Amniotic fluid, the water surrounding the fetus, is initially produced by the placenta and later primarily consists of fetal urine. While amniotic fluid plays a crucial role in cushioning and protecting the baby, an excess amount can pose risks to both the mother and the baby. Learn more about polyhydramnios, a high-risk pregnancy factor, along with its diagnosis and treatment options from the best fetal medicine specialists.
Diagnosis of Polyhydramnios
When an ultrasound detects an abnormal amount of amniotic fluid, a diagnosis of polyhydramnios may be made. This condition is characterized by an amniotic fluid index (AFI) exceeding 25 mm. Ultrasound measures the amount of fluid by assessing the vertical pocket of fluid in the abdomen, specifically noting if it is around 6-7 cm.
Causes of Polyhydramnios
Polyhydramnios, a high-risk pregnancy complication, can arise from several causes, including maternal diabetes, which often results in a larger baby and increased amniotic fluid. Additionally, if the baby has congenital abnormalities in the upper gastrointestinal tract, such as blockages or obstructions in the oesophagus or duodenum, it can prevent proper fluid absorption by the kidneys, leading to excess fluid.

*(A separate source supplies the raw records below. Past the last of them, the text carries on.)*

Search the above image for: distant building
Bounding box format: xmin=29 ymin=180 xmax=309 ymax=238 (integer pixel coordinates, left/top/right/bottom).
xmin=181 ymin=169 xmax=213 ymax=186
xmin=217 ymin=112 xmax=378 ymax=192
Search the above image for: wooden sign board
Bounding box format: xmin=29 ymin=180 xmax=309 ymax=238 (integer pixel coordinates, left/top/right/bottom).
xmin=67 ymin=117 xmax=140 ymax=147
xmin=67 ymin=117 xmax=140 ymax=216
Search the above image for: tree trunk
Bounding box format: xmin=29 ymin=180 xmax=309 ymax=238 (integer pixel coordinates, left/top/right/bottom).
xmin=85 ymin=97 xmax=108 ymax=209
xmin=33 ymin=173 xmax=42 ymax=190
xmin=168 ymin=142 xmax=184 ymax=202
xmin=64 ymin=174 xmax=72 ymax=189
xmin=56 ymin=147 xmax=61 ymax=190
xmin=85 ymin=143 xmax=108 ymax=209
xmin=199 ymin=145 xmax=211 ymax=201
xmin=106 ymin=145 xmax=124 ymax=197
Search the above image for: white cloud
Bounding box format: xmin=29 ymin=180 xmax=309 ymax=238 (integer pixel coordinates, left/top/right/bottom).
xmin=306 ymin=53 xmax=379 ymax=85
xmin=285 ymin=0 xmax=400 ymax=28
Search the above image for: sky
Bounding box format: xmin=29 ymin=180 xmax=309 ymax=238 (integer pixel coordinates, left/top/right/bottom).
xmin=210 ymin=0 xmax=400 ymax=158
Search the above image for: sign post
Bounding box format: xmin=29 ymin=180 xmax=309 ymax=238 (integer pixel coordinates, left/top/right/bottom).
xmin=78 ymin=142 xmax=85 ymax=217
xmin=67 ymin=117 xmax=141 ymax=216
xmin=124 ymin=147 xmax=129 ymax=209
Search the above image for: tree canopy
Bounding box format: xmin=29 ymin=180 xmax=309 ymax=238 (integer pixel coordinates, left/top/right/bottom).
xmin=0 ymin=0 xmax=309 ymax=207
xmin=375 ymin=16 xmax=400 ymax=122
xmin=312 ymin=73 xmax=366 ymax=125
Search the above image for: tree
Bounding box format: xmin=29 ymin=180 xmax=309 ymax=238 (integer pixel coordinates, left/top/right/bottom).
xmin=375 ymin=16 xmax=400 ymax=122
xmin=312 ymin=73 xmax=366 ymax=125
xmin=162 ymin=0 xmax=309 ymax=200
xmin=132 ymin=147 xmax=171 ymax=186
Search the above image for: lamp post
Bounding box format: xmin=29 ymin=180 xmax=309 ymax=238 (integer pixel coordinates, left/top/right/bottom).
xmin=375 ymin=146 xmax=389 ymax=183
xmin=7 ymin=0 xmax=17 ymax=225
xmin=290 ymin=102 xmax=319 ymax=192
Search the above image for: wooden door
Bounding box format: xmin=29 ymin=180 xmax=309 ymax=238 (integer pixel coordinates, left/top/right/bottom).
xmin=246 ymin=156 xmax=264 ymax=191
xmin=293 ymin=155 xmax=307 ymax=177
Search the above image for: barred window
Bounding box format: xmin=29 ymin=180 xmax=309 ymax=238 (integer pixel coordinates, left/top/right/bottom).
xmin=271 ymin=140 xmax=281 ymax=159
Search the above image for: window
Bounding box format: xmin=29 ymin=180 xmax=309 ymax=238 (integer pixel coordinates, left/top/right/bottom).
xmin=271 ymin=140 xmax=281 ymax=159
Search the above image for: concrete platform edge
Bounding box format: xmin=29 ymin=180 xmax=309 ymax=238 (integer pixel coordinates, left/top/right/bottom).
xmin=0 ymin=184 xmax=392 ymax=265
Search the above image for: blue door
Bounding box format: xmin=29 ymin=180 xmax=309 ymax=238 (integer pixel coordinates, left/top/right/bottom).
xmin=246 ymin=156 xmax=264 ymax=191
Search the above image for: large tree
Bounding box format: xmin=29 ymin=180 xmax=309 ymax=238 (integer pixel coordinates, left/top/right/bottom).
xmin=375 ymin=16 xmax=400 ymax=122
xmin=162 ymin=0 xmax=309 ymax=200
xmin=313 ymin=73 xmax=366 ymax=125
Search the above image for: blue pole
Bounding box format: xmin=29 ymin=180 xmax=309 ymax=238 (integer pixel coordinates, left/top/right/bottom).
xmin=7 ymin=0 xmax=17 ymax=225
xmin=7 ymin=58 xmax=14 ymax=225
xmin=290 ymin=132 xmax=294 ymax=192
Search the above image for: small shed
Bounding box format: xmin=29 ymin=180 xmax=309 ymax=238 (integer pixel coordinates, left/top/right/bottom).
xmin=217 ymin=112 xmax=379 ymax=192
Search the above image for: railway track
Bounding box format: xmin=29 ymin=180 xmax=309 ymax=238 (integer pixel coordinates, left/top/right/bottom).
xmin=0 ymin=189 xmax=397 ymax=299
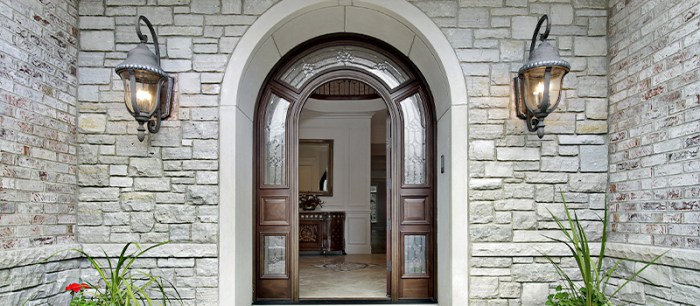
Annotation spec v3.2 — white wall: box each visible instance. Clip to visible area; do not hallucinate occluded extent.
[299,113,372,254]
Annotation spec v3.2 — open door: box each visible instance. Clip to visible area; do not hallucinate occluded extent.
[254,34,436,302]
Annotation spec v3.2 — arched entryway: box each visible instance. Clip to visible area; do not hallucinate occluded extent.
[219,0,469,305]
[253,34,436,301]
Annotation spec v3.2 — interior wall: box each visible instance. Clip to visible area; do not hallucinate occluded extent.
[299,112,372,254]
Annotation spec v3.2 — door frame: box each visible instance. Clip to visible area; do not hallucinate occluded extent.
[253,33,437,302]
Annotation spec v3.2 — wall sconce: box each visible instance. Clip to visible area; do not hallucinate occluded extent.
[513,15,571,138]
[114,16,174,141]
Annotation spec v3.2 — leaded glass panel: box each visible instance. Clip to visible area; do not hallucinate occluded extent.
[281,46,408,89]
[401,94,427,184]
[263,94,290,185]
[403,235,426,274]
[263,236,287,276]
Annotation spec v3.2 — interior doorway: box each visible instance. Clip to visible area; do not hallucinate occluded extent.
[254,34,436,302]
[297,86,391,300]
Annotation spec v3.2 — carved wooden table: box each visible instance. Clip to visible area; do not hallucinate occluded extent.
[299,211,347,255]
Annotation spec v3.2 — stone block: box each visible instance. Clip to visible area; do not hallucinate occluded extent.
[469,201,494,224]
[540,157,579,172]
[493,199,535,211]
[78,114,107,134]
[134,177,170,191]
[166,37,192,59]
[80,31,114,51]
[511,16,537,39]
[576,120,608,134]
[182,121,219,139]
[120,192,156,211]
[457,8,490,27]
[177,73,202,94]
[549,4,574,25]
[500,40,525,62]
[226,0,243,14]
[137,7,172,25]
[192,140,219,159]
[569,173,608,192]
[518,282,549,305]
[78,67,114,85]
[496,147,540,161]
[469,140,496,160]
[469,178,503,190]
[192,223,219,243]
[469,224,513,242]
[154,204,196,224]
[469,277,498,299]
[576,76,608,98]
[78,187,119,202]
[192,54,228,72]
[579,146,608,172]
[129,212,156,233]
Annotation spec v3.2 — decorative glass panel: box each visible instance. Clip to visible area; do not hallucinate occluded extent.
[263,95,289,185]
[401,94,427,184]
[282,46,408,88]
[403,235,426,274]
[263,236,287,276]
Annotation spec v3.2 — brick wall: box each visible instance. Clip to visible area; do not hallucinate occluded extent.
[414,0,608,305]
[609,0,700,305]
[0,0,79,305]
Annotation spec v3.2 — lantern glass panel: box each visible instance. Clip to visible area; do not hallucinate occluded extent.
[523,66,568,114]
[119,70,161,117]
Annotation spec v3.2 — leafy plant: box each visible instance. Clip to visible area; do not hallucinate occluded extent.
[543,194,668,306]
[66,241,184,306]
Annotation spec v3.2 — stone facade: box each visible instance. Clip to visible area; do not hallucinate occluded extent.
[0,0,700,305]
[0,0,80,305]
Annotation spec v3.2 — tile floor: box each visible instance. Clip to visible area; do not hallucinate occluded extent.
[299,254,387,299]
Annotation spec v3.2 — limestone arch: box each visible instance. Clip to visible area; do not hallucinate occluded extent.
[218,0,469,305]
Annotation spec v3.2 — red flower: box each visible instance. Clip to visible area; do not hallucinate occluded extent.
[66,283,90,292]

Genetic or chromosomal conditions can also result in an accumulation of amniotic fluid. If no specific cause is identified, the condition is termed idiopathic polyhydramnios. In such cases, continuous monitoring through ultrasound and clinical evaluations is necessary to track the baby’s condition and manage any potential complications.
Excess amniotic fluid can present various risks to the mother, including respiratory issues due to cardiovascular and respiratory distress, as well as significant discomfort from abdominal swelling. For the fetus, the primary concern is that overdistension of the uterus might cause the amniotic sac to rupture prematurely, potentially leading to preterm labour and delivery of a premature baby.
Management Options
To manage polyhydramnios, therapeutic interventions may be employed. One such approach is ultrasound-guided amniocentesis, a procedure where excess fluid is selectively reduced to alleviate pressure and discomfort. Despite these interventions, fluid levels may continue to increase, necessitating ongoing monitoring and care.
Steroid injections are often administered to promote lung maturation in the baby, preparing the fetus for potential early delivery. If a specific cause for the excess fluid is identified, a pediatric surgeon may be required to address any underlying congenital issues after delivery, working as part of a team of specialists to ensure the best outcome for the baby.
Conclusion
Consultation with fetal medicine specialists can significantly improve pregnancy outcomes by providing expert guidance on managing polyhydramnios, a high-risk pregnancy factor, and addressing any associated complications. Their expertise helps in devising a comprehensive care plan to sustain both maternal and fetal health throughout the pregnancy.